Dr. Callas hopes the legislation will provide a framework to establish balanced and compassionate end-of-life care discussions. Without that, "the only way these decisions get made is by litigating them," which also can be emotionally devastating for everyone involved.
"We want to do everything we can to maintain patients' rights at the end of life and to maintain the patient-physician relationship," he said.
Amy Lynn Sorrel can be reached by telephone at (800) 880-1300, ext. 1392, or (512) 370-1392; by fax at (512) 370-1629; or by email.
TMA Guidance on DNRs
The Board of Councilors adopted new ethics policy to help guide physicians in executing do-not-resuscitate orders. Among other tenets, it says:
When a patient suffers cardiac or respiratory arrest, attempt to resuscitate the patient, except when cardipulmonary resuscitation (CPR) is not in accord with the patient's expressed desires or is clinically inappropriate.

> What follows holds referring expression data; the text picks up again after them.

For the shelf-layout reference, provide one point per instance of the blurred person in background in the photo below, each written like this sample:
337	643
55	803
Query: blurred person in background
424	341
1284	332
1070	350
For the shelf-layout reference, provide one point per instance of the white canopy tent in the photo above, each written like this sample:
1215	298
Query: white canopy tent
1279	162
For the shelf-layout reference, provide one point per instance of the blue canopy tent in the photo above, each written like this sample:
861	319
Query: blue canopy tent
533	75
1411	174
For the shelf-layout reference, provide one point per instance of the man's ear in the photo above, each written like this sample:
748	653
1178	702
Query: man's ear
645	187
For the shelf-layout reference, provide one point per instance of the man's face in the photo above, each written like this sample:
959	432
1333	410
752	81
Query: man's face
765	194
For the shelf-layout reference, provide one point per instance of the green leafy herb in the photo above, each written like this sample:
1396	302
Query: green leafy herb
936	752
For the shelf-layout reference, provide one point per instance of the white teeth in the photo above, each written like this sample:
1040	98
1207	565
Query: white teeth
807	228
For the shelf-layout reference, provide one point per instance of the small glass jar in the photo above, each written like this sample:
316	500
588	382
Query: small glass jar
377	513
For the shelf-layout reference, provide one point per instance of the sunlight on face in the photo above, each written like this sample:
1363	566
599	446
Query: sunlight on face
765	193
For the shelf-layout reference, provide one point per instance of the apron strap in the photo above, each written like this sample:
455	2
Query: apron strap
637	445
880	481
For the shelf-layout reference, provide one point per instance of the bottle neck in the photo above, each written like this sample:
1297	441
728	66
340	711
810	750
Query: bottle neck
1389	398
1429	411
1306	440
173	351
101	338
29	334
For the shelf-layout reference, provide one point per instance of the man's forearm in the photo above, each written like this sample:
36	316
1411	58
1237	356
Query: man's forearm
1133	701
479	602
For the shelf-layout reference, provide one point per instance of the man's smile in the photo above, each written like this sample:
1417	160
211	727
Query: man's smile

Encourage all patients to express in advance their preferences regarding the extent of treatment after cardiopulmonary arrest, especially patients at substantial risk of such an event. During discussions regarding patients' preferences, physicians should include a description of the procedures encompassed by CPR. Document patients' preferences as early as possible and revisit and revise them as appropriate.
Honor advance directives stating patients' refusals of CPR whether patients are in or out of the hospital. When patients refuse CPR, physicians should not permit their personal value judgments to obstruct implementation of the refusals.
If a patient lacks the ability to make or cannot communicate a decision regarding CPR, a surrogate decision maker may make a decision based upon the previously expressed preferences of the patient. If such preferences are unknown, make decisions in accordance with the patient's best interests. If no surrogate decision maker is available, an attending physician contemplating a "Do Not Resuscitate" order (DNR) should consult another physician or a hospital ethics committee, if either is available.
If a patient (either directly or through an advance directive) or the patient's surrogate requests resuscitation that the physician determines would not be medically effective, the physician should seek to resolve the conflict through a fair decision-making process, when time permits.
The attending physician should enter DNR orders, as well as the basis for their implementation, in the medical record.
DNR orders and a patient's advance refusal of CPR preclude only resuscitative efforts after cardiopulmonary arrest and should not influence other medically appropriate interventions, such as pharmacologic circulatory support and antibiotics, unless they also are specifically refused."